Essa descoberta não é instantânea. Pouco a pouco, cada um
vai dando um passo além do que haviam decidido nunca fazer durante uma processo
de divórcio. Quando advogados de altos custos e práticas vis entram em cena,
cada um vai enfiando mais o pé na lama de uma disputa onde os melhores
sentimentos que eles tinham (ou têm) um pelo outro são cada vez mais
irrelevantes. Para resumir aqui parcamente personalidades e relacionamentos que
o filme apresenta de formas impressionantemente complexas, Charlie é movido por
egoísmo. Nicole, por mágoa. E no ápice do conflito entre o casal, a desde já
eternamente clássica cena da briga na sala, ambos se desnudam de qualquer formalidade,
qualquer influência de seus advogados e, num crescendo de acusações, até mesmo
de qualquer civilidade. Tudo é posto na mesa e coisas que jamais deveriam ser
ditas, são, ainda que tragam, imediatamente, o mais profundo e desesperado
arrependimento.
Driver e Johansson estão monstruosos em cena! Cada cena é um
show, seja de sutilezas, seja de arroubos. O filme foi exaustiva e
meticulosamente ensaiado e filmado, com cada grande cena sendo repetida de 30 a
50 vezes, gastando uma quantidade impressionante de película Kodak 35 mm na qual
Baumbach decidiu rodar o filme, ainda que seja produzido por uma empresa de streaming.

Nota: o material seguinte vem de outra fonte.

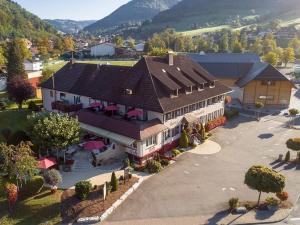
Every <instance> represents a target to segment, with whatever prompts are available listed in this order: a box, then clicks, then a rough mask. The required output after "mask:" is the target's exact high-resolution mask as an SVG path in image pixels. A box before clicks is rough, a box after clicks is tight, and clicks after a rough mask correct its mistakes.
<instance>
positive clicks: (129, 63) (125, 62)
mask: <svg viewBox="0 0 300 225" xmlns="http://www.w3.org/2000/svg"><path fill="white" fill-rule="evenodd" d="M76 62H77V63H89V64H109V65H116V66H133V65H134V64H136V61H128V60H127V61H117V60H76ZM66 64H67V61H61V62H59V63H51V62H49V63H48V64H46V65H45V69H46V68H47V69H51V70H53V71H54V72H57V71H58V70H60V69H61V68H62V67H63V66H64V65H66Z"/></svg>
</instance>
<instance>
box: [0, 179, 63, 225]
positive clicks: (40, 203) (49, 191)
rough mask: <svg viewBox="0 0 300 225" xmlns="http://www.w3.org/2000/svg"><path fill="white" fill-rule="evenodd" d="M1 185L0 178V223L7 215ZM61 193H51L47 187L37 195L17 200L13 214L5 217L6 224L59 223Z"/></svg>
mask: <svg viewBox="0 0 300 225" xmlns="http://www.w3.org/2000/svg"><path fill="white" fill-rule="evenodd" d="M3 185H4V182H3V180H2V178H0V224H5V223H4V222H3V221H1V220H2V219H3V217H7V216H8V211H7V201H6V200H5V194H4V190H3ZM61 194H62V191H60V190H59V191H57V192H56V193H55V194H54V195H52V194H51V192H50V190H49V189H46V188H44V189H43V190H42V191H41V193H39V194H38V195H36V196H34V197H31V198H28V199H25V200H20V201H18V202H17V205H16V208H15V210H14V213H13V215H12V216H11V217H9V219H7V220H8V221H7V223H6V224H9V225H15V224H18V225H33V224H43V223H44V224H47V225H48V224H59V222H60V220H61V218H60V199H61ZM1 218H2V219H1Z"/></svg>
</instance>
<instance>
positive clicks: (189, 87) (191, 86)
mask: <svg viewBox="0 0 300 225" xmlns="http://www.w3.org/2000/svg"><path fill="white" fill-rule="evenodd" d="M185 93H186V94H187V95H189V94H192V93H193V87H192V86H190V87H189V88H187V89H186V90H185Z"/></svg>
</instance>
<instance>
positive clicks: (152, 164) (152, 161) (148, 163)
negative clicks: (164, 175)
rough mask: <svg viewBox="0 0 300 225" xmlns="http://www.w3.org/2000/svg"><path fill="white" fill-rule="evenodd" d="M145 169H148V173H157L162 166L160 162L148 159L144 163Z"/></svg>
mask: <svg viewBox="0 0 300 225" xmlns="http://www.w3.org/2000/svg"><path fill="white" fill-rule="evenodd" d="M146 169H147V170H148V172H149V173H158V172H160V171H161V170H162V169H163V168H162V165H161V164H160V162H158V161H155V160H153V159H150V160H148V161H147V163H146Z"/></svg>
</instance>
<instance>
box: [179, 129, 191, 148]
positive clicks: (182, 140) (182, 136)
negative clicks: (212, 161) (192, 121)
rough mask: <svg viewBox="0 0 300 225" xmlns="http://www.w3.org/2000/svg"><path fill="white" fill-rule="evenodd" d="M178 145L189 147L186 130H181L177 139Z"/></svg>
mask: <svg viewBox="0 0 300 225" xmlns="http://www.w3.org/2000/svg"><path fill="white" fill-rule="evenodd" d="M179 147H180V148H187V147H189V138H188V135H187V132H186V131H185V130H183V131H182V133H181V136H180V139H179Z"/></svg>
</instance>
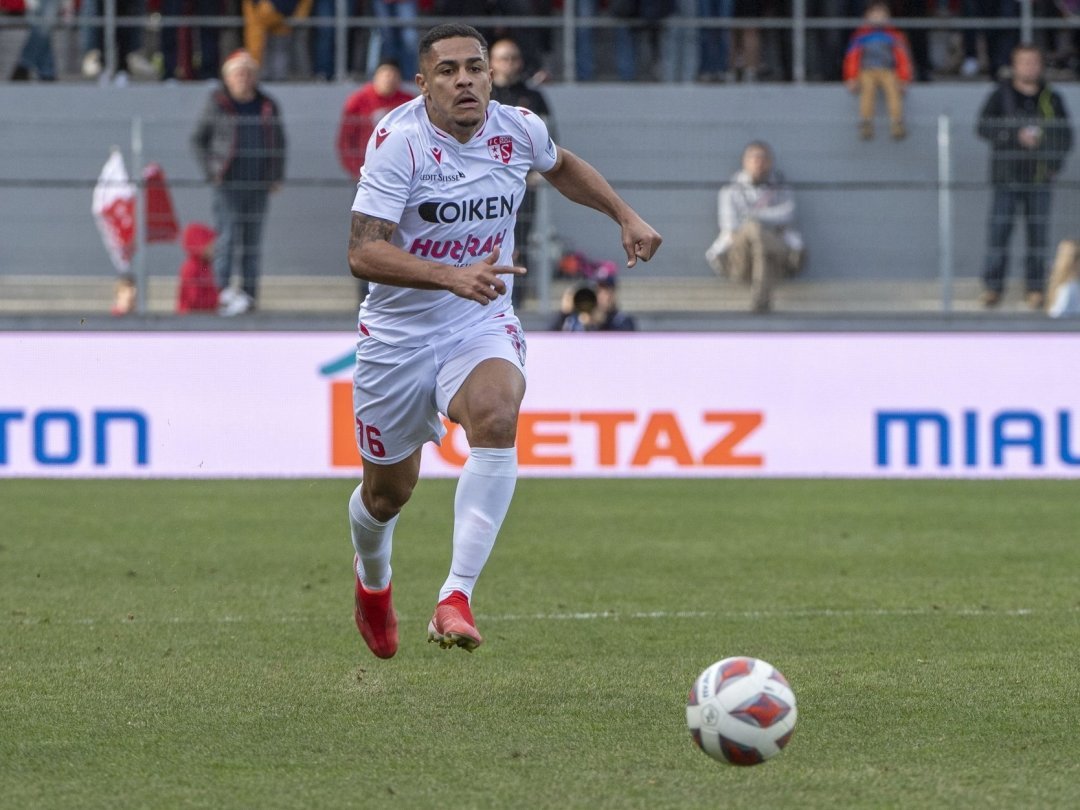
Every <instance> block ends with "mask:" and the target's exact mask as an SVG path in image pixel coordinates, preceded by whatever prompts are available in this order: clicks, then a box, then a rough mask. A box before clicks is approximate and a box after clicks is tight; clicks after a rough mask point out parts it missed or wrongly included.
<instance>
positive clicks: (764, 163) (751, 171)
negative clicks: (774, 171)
mask: <svg viewBox="0 0 1080 810" xmlns="http://www.w3.org/2000/svg"><path fill="white" fill-rule="evenodd" d="M770 168H772V161H770V160H769V153H768V152H767V151H765V149H761V148H760V147H756V146H755V147H751V148H750V149H747V150H746V153H745V154H743V171H744V172H745V173H746V174H748V175H750V177H751V180H752V181H753V183H760V181H761V180H762V179H765V178H766V177H767V176H768V174H769V170H770Z"/></svg>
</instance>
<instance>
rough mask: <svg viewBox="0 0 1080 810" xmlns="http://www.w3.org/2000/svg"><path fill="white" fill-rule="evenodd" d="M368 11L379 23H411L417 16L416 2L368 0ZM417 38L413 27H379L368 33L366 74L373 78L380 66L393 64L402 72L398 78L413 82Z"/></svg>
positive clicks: (390, 26) (413, 78)
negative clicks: (372, 15)
mask: <svg viewBox="0 0 1080 810" xmlns="http://www.w3.org/2000/svg"><path fill="white" fill-rule="evenodd" d="M372 11H373V12H374V13H375V16H377V17H379V18H380V19H383V21H387V19H396V21H399V22H413V21H415V19H416V18H417V16H418V15H419V13H420V12H419V2H418V0H372ZM419 42H420V35H419V33H418V32H417V29H416V28H415V27H413V26H402V27H399V26H388V25H387V26H381V27H379V28H376V29H374V30H373V31H372V38H370V40H369V41H368V44H367V73H368V76H374V75H375V70H376V68H377V67H378V66H379V63H380V62H383V60H384V59H393V60H395V62H396V63H397V64H399V65H400V66H401V69H402V76H404V77H406V78H407V79H408V80H409V81H413V80H414V79H415V78H416V72H417V70H418V68H417V60H416V54H417V48H418V45H419Z"/></svg>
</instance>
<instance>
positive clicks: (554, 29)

A própria janela escolhida de 1,66:1 foi raramente utilizada em Hollywood (cuja
proporção plana usual é 1,85:1), mas foi padrão na Europa dos anos 60 a 90,
deixando ligeiras barras laterais nas telas de TV atuais (que são 1,78:1). Essa escolha de um quadro europeu, a
música onde Randy Newman disse ter se inspirado em Georges Delerue (compositor
de Truffaut), os closes nos quais Baumbach diz ter se inspirado em Persona de
Bergman, a recusa em santificar ou vilanizar um outro protagonista, pode ser
uma forma de Baumbach tentar nos apresentar algo diferente da mesmice com que
Hollywood enxerga relacionamentos, seja no conteúdo ou na forma.

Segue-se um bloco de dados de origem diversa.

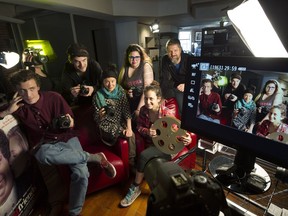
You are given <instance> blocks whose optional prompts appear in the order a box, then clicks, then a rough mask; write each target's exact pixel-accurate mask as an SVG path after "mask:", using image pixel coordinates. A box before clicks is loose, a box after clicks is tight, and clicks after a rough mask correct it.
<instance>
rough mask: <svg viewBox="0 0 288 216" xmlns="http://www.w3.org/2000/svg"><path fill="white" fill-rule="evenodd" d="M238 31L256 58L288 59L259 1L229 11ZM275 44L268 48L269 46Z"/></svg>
mask: <svg viewBox="0 0 288 216" xmlns="http://www.w3.org/2000/svg"><path fill="white" fill-rule="evenodd" d="M227 14H228V17H229V19H230V20H231V22H232V24H233V26H234V27H235V29H236V31H237V32H238V34H239V35H240V37H241V38H242V40H243V41H244V43H245V44H246V45H247V47H248V48H249V49H250V51H251V52H252V53H253V55H254V56H256V57H286V58H287V57H288V53H287V51H286V49H285V47H284V46H283V44H282V42H281V40H280V38H279V37H278V35H277V33H276V31H275V30H274V28H273V26H272V24H271V22H270V20H269V19H268V17H267V16H266V14H265V12H264V10H263V9H262V7H261V5H260V3H259V2H258V0H249V1H246V2H244V3H242V4H240V5H239V6H238V7H236V8H234V9H233V10H228V11H227ZM271 43H272V44H273V45H272V46H269V48H267V44H271Z"/></svg>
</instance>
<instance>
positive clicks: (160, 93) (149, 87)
mask: <svg viewBox="0 0 288 216" xmlns="http://www.w3.org/2000/svg"><path fill="white" fill-rule="evenodd" d="M148 91H154V92H155V93H156V96H157V97H161V98H162V91H161V88H160V84H159V82H157V81H156V80H153V81H152V83H151V84H150V85H148V86H146V87H145V88H144V90H143V92H144V94H145V93H146V92H148Z"/></svg>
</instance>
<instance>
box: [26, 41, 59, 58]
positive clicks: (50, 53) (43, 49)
mask: <svg viewBox="0 0 288 216" xmlns="http://www.w3.org/2000/svg"><path fill="white" fill-rule="evenodd" d="M24 46H25V48H28V47H33V48H34V49H41V51H40V54H41V55H46V56H48V58H49V61H51V60H54V59H56V54H55V52H54V50H53V48H52V46H51V44H50V42H49V41H48V40H25V41H24Z"/></svg>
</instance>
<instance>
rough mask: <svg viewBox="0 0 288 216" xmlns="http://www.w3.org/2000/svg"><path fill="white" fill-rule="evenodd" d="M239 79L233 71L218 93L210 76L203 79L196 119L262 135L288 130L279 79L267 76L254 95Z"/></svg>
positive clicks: (240, 79)
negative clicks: (196, 118) (228, 78)
mask: <svg viewBox="0 0 288 216" xmlns="http://www.w3.org/2000/svg"><path fill="white" fill-rule="evenodd" d="M241 81H242V76H241V74H239V73H233V74H232V75H231V77H230V82H229V83H228V85H227V86H226V87H225V88H224V89H223V93H222V94H221V91H219V90H218V88H216V87H215V85H214V82H213V80H212V79H203V80H202V87H201V91H200V97H199V108H198V114H199V115H198V116H199V118H202V119H205V120H208V121H212V122H214V123H218V124H220V123H221V124H224V125H228V126H231V127H234V128H237V129H239V130H241V131H245V132H248V133H253V134H256V135H259V136H263V137H269V135H271V134H272V133H274V132H282V133H288V130H287V125H286V123H285V119H286V106H285V104H284V103H283V91H282V89H281V87H280V85H279V82H278V81H277V80H275V79H269V80H268V81H266V82H265V84H264V87H263V89H262V91H261V92H260V93H259V94H258V95H257V96H256V97H255V91H256V89H255V87H254V86H249V87H246V85H244V84H243V83H241Z"/></svg>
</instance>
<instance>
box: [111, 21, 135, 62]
mask: <svg viewBox="0 0 288 216" xmlns="http://www.w3.org/2000/svg"><path fill="white" fill-rule="evenodd" d="M137 27H138V24H137V22H136V21H132V22H121V23H116V25H115V29H116V41H117V49H116V50H117V51H118V61H117V62H118V66H119V68H120V67H121V66H122V64H123V61H124V59H123V58H124V55H125V51H126V48H127V46H128V45H129V44H130V43H138V31H137Z"/></svg>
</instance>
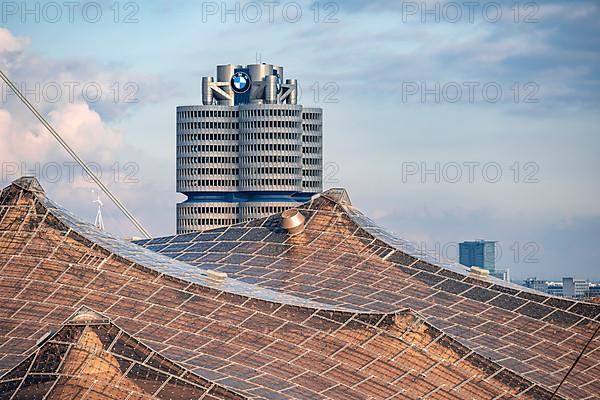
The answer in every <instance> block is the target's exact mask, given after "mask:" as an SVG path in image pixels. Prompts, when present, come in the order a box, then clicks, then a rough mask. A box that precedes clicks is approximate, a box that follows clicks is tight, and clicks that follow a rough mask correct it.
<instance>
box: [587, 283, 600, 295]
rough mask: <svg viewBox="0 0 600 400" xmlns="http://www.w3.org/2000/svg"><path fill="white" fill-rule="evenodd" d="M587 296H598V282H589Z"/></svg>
mask: <svg viewBox="0 0 600 400" xmlns="http://www.w3.org/2000/svg"><path fill="white" fill-rule="evenodd" d="M588 296H589V297H599V298H600V283H590V288H589V290H588Z"/></svg>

Baumbach baseou seu roteiro em sua experiência de seu
divórcio da atriz Jeniffer Jason Leigh. Por mais que ele se empenhe e
acompanhar de perto os sentimentos e os pontos de vista de cada um dos dois
igualmente, fica evidente um ligeiro olhar mais para o lado de Charlie, ainda
que ele tenha reservado a ele os momentos e falas mais raivosas e sombrias. A
diferença entre os dois “números musicais”, próximos ao fim do filme, meio que
revelam esse olhar. Aquele que embarcar na experiência torturantemente
emocional de História de Um Casamento deve abandonar toda a esperança. Não é um
filme otimista. Porém, não é tampouco sombrio e inexoravelmente amargo.
Pontuando diversos momentos ao longo da história, Baumbach permite que seus
personagens transpareçam momentos de ternura, afeto e cuidado. Não como
indicativo de “recaída” mas de forma fluida, mostrando que carinho é um hábito,
uma doçura que reservamos a quem, no fundo, queremos bem.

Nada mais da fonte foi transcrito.